What is Social Entrepreneurship?
Social entrepreneurship is a rapidly growing movement within the higher education (HE) sector. The University of Manchester is one of 56 Higher Education Institutions (HEIs) which took part in a £2 million HE support initiative, funded by Higher Education Funding Council for England (HEFCE), and delivered by UnLtd, the Foundation for Social Entrepreneurs.
The University of Manchester successfully led a pioneering programme to place social entrepreneurship at the heart of University culture and infrastructure. Last year we awarded over £42,000 to Social Entrepreneurs within the University of Manchester and were recognised for our work in supporting and developing social enterprise innovation at the University by winning the ‘Outstanding HEI Supporting Social Entrepreneurship Award’ at the UnLtd National Conference held in London on 17th July.
The University of Manchester has also recently been successful in securing Phase 3 funding from the UnLtd HE Support Programme. This funding will help us to maintain the momentum of our Social Enterprise Competition and continue to build an effective eco-system for the development and growth of social entrepreneurship and social enterprise activity within the University of Manchester.

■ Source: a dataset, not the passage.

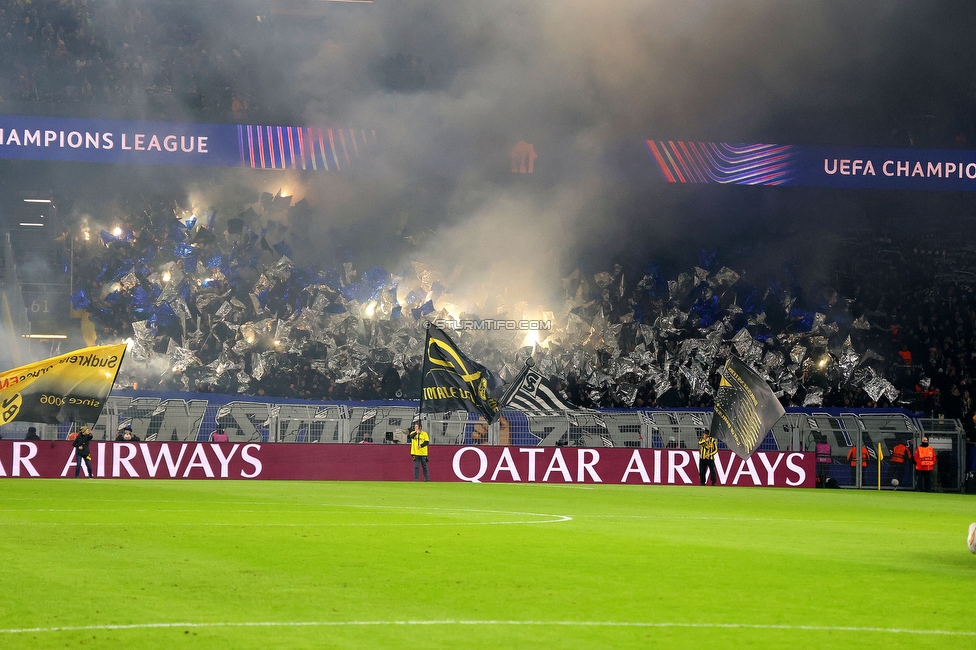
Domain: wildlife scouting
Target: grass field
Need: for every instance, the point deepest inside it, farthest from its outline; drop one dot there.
(155, 564)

Social enterprises are businesses which exist to address social or environmental need. Rather than maximising profit for shareholders or owners, profits are reinvested into the community or back into the business. It’s this which makes social enterprise the most exciting and inspiring business movement in the world.
Benefits of social enterprise to academics, staff and students:
- Impact – Social enterprise can be used as a way for academics to support and evidence Impact delivery by applying their research into active community engagement
- Engagement – Be a vehicle for engaging with relevant companies, charities, non-government organisations etc. for potential research utilising a social enterprise
- Employability – Social enterprise enhances the student experience as it helps improve employability and has direct educational benefits
- Alternative Income Generation – Rather than a ‘commercial’ route, a social enterprise offers an alternate way to generate income for reinvestment into research activities
- Social Conscience – Record levels of graduate unemployment coupled with a growing social conscience amongst ‘Generation Y’ have fuelled a rise in the number of students and graduates setting up social enterprises
- Innovation – Social enterprise can help deliver or extend research outcomes in innovative new ways through working with new contacts and networks
- Reputation – Supporting social entrepreneurs in higher education not only improves employability and academic studies, it also assists the University’s reputation in its locality.